We all lost the referendum on the EU

Regular readers of this blog will know that I have steered clear of political topics before now, wanting it to remain a vehicle for my professional writings, either on history or on digital scholarship. I’m making an exception for the recent referendum on the UK’s membership of the European Union and here’s why.

Politics involves spin, a certain amount of exaggeration, the presentation of the most favourable interpretation of a situation. We understand this, I think; and (as Evgeny Morozov has argued) political life is probably impossible without it. In order to carry large groups of people with them, politicians must be able to make broad claims, about political philosophy and the likelihood of certain future events. That they are open to dispute is no intrinsic difficulty.

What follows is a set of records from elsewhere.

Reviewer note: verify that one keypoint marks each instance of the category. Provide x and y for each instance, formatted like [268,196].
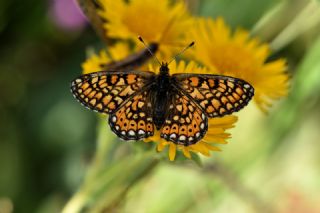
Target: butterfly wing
[217,95]
[133,120]
[106,91]
[185,123]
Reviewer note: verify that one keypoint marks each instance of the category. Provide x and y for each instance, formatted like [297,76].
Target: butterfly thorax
[161,95]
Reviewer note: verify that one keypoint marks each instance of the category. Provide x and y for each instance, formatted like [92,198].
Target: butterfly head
[164,68]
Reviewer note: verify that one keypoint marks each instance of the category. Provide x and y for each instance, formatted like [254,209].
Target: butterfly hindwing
[217,95]
[106,91]
[185,124]
[133,120]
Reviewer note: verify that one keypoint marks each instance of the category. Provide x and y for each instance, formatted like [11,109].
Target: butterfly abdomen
[161,99]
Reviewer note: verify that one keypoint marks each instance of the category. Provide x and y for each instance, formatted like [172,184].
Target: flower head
[156,21]
[216,126]
[96,62]
[238,55]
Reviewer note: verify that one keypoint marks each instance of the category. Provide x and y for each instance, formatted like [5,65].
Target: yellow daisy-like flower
[238,55]
[96,62]
[160,22]
[216,126]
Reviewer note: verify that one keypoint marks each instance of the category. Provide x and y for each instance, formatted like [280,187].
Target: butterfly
[178,105]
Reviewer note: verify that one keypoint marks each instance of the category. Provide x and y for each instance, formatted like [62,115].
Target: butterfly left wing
[216,95]
[133,120]
[106,91]
[185,123]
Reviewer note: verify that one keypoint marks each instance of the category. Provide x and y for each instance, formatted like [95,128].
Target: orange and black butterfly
[179,105]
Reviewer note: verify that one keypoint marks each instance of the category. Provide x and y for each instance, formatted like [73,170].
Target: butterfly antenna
[181,52]
[148,48]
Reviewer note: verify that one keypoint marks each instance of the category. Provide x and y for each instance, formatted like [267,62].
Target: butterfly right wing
[185,122]
[106,91]
[133,120]
[216,95]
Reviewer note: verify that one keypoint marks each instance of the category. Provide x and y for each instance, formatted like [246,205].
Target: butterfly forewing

I voted Remain, and believe the result to be potentially catastrophic for the UK, and potentially very damaging for the rest of Europe. However, the Remain camp were certainly guilty of some exaggeration in some cases, about the potential economic meltdown that Brexit would cause (although as I write the FTSE 250 share index is more than 10% down in two days’ trading, and the pound at a 30-year low against the US dollar.) However, I think the conduct of the Leave campaign is of a different order.

VoteLeave_Turkey

Time after time, Leave campaigners made verifiably untrue statements about the present situation, and about clearly known facts about the future. Penny Mordaunt MP, a minister of the Crown, repeatedly insisted on live television that the UK would be unable to veto Turkish membership of the EU, a matter publicly contradicted by her own party leader, the Prime Minister. And this was not a momentary confusion: the same claim is made by the poster below.

VoteLeave_bus

I could multiply example after example of these, but will rest with the worst of them all: the £350million figure that the UK supposedly pays to the EU budget each week. Journalist after journalist challenged the number over several weeks, as the true figure after the rebate the UK receives is about half that. Time after time the Leavers insisted on it, even after the UK Statistics Authority, about as impartial as they come, expressed disappointment that the figure was still being used, and that to do so ‘undermines trust in official statistics’. But no, still the posters stayed up, and there it was, still on the Leave battle bus as they arrived for the big debate at Wembley Arena 36 hours before polls opened.

VoteLeave_350million

I shall not go into the way in which these and other claims have been breezily disowned in the days since the result, in a show of reckless frivolity that characterised the campaign generally. My point is that this kind of downright lying poisons the wells for the whole of our political culture, for everyone, whether you voted Remain or Leave. It further fuels precisely the cynicism about politics that seems to have behind some of the paranoid rumours that circulated before the vote that it might be rigged. And it adds to the righteous anger of many of the 48% who are disappointed by the result, but might have accepted it otherwise. I wish I had a easy remedy: a way to repair the damage done to the fabric of our public discourse, but right now I don’t have it. Leaver or Remainer, we all lost on Thursday.